What I think we should do is to run a GEE model with exchangeable varcov matrix for students in a same school and then we should run the robust varcov on top of the GEE model.

Anyways, assuming that sandwich estimator by itself can account for the school clustering effect, I've fitted two separate GEE models one with exchangeable varcov matrix and the other one with the robust variance estimator (also known as Huber-White, Sandwich Estimator, or empirical variance estimator). The point is under both models I get the same estimated variance per each covariate, but my GEE exchangeable estimates leads to much larger beta estimates that are also statistically significant whereas similar beta covariates are not significant in GEE with robust varcov estimator. I wonder why it happens?
I use SAS 9.3 to fit my model (proc GENMOD):

Exchange:

repeated subject = SCHIID/type = EXCH;

Empirical Estimator:

repeated subject = SCHIID/ covb; 

Best Answer

One way is to run a linear regression and run the robust variance estimator on top of that to guard against getting biased estimates.

An important point here is that having pockets of correlated data does not bias your estimates in a linear model - it results in having inflated standard errors. In a non-linear model (e.g. logistic regression), you can get biased estimates, since the population average effect is, in general, different from the individual specific effect, which is not the case with a linear model. More information on this distinction is in this answer

Can we take the clustering effect into account with the sandwich estimator?

From the title, I assume you're talking about using Huber White sandwich standard errors for your confidence intervals and $p$-values. These do impose a diagonal covariance matrix but are robust to the diagonal entries possibly being different - for that reason they were originally used when there is possible heteroskedasticity in your errors, which means that the error variance in non-constant. But, using a slight modification of the Huber-White standard errors where the "meat" of the sandwich is replaced with an empirical estimate of the covariance matrix within a cluster (still called Huber-White standard errors) provides inference that is robust to non-independence within a cluster (but not between clusters!) - this modification is described pretty clearly in a 2006 paper in The American Statistician called On The So-Called “Huber Sandwich Estimator” and “Robust Standard Errors” by David Freedman.

This procedure robust to non-independence within a cluster in the sense that they will still give you asymptotically unbiased inference (i.e. the confidence levels and $p$-values will be right) even if there is correlation within a cluster. I suspect this is what your code labeled 'Empirical Estimator' code is doing.

I've fitted two separate GEE models one with exchangeable varcov matrix and the other one with the robust variance estimator (also known as Huber-White, Sandwich Estimator, or empirical variance estimator). The point is under both models I get the same estimated variance per each covariate, but my GEE exchangeable estimates leads to much larger beta estimates that are also statistically significant whereas similar beta covariates are not significant in GEE with robust varcov estimator. I wonder why it happens?

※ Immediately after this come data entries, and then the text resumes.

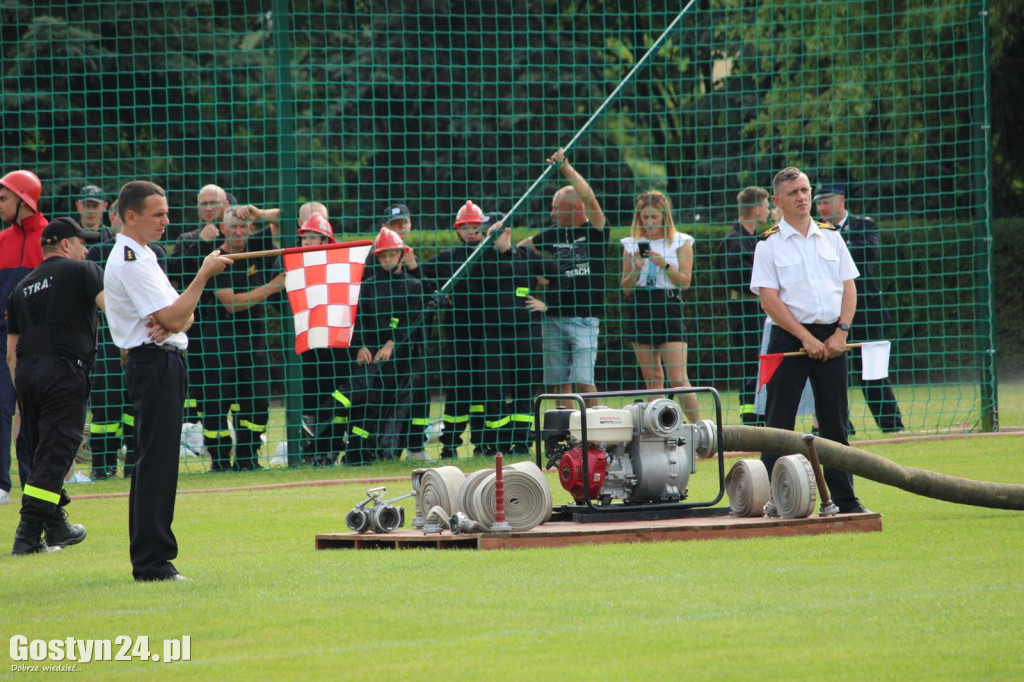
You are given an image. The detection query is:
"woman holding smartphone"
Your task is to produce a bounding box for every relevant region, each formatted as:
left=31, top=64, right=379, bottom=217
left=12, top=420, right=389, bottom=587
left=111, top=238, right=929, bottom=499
left=620, top=190, right=700, bottom=422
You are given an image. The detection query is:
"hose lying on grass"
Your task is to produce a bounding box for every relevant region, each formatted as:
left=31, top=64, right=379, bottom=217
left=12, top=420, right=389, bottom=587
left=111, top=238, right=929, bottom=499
left=719, top=426, right=1024, bottom=511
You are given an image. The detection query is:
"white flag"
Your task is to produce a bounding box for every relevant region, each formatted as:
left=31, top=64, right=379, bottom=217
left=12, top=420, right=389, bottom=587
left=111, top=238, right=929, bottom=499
left=861, top=341, right=891, bottom=380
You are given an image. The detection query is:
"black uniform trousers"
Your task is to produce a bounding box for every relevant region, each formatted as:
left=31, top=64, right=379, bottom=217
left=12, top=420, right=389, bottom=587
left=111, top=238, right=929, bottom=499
left=125, top=346, right=186, bottom=580
left=762, top=323, right=859, bottom=510
left=727, top=297, right=763, bottom=424
left=15, top=355, right=88, bottom=523
left=478, top=322, right=542, bottom=451
left=440, top=330, right=486, bottom=453
left=89, top=336, right=135, bottom=478
left=849, top=319, right=905, bottom=432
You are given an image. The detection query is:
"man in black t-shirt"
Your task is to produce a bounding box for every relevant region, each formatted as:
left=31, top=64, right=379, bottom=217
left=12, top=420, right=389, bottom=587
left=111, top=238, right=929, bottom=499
left=203, top=207, right=284, bottom=471
left=6, top=217, right=103, bottom=554
left=519, top=148, right=607, bottom=403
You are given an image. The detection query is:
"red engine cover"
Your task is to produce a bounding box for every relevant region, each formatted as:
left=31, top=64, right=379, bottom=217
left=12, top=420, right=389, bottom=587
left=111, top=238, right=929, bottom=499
left=559, top=445, right=608, bottom=503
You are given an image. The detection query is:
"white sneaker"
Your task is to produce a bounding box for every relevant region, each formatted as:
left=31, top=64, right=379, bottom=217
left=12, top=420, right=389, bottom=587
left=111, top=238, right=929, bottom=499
left=406, top=450, right=430, bottom=461
left=0, top=489, right=9, bottom=505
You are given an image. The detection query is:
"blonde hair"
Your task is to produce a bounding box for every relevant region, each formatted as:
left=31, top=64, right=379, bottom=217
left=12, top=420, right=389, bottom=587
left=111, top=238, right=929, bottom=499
left=630, top=190, right=677, bottom=242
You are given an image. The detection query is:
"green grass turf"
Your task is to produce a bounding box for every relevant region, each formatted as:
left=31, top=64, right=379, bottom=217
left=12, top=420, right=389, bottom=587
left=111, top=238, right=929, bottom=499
left=2, top=385, right=1022, bottom=679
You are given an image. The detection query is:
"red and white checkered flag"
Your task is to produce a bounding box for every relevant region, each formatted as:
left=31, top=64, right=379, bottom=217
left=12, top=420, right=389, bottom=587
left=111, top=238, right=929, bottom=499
left=282, top=240, right=373, bottom=353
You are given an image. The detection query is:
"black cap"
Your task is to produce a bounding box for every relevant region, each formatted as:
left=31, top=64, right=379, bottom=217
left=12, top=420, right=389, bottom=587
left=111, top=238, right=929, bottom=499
left=382, top=203, right=412, bottom=223
left=481, top=211, right=507, bottom=230
left=41, top=217, right=101, bottom=245
left=813, top=182, right=846, bottom=200
left=77, top=185, right=107, bottom=203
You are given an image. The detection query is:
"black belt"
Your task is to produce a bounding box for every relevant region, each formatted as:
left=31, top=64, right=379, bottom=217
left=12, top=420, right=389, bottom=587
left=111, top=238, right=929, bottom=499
left=802, top=322, right=839, bottom=332
left=129, top=343, right=186, bottom=358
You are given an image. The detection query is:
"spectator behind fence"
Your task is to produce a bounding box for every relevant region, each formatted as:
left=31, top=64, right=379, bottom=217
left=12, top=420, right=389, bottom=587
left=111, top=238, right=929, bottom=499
left=75, top=184, right=108, bottom=233
left=474, top=213, right=560, bottom=455
left=0, top=169, right=46, bottom=506
left=519, top=148, right=607, bottom=406
left=418, top=201, right=488, bottom=459
left=750, top=166, right=869, bottom=515
left=103, top=180, right=231, bottom=581
left=87, top=195, right=167, bottom=479
left=717, top=186, right=771, bottom=425
left=620, top=190, right=699, bottom=423
left=203, top=207, right=284, bottom=472
left=815, top=181, right=905, bottom=434
left=342, top=227, right=427, bottom=464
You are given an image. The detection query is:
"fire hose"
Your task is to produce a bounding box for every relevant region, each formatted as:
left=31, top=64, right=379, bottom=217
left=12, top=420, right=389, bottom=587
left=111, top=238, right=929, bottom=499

In general, the GEE model solves the equation

$$ \sum_{i=1}^{n} \frac{ \partial \mu_i }{ \partial \beta } V(\alpha)^{-1} (y_i - \mu_i) = 0$$

as a function of the regression coefficients, $\beta$, where $\mu_i = x_i \beta$ is the expected values of the cluster $i$ response, $y_i$, given the predictors $x_i$ under the specified model. $V(\alpha)^{-1}$ is the "working" covariance matrix of the of the elements of cluster $i$. (note that $\mu_i=x_i \beta$ because we're dealing with a linear model but GEEs can more generally use a link function so that $\mu_i=g(x_i \beta))$

A key point here is that when you change the working covariance, you change the estimating equation, therefore the $\beta$ that solves it will be different. For example, if $V$ was $\sigma^2$ down the diagonal and $0$ off the diagonal and $\mu_i = x_i \beta$ as it does here, then the GEE estimator is the least squares estimator, which will not solve that equation in the exchangeable case. So it is no surprise that you're getting different parameter estimates. It may be a coincidence that you're getting the same standard errors.

In your situation, I'd suggest reporting the results that used the exchangeable covariance matrix since. While GEE-based inference in consistent even when you're misspecified the correlation structure, it is known that GEE estimators are more efficient when you use a more appropriate covariance structure and, if you have evidence that there are large intra-class correlations within a school, then the exchangeable correlation will probably provide a much closer approximation to the true association structure.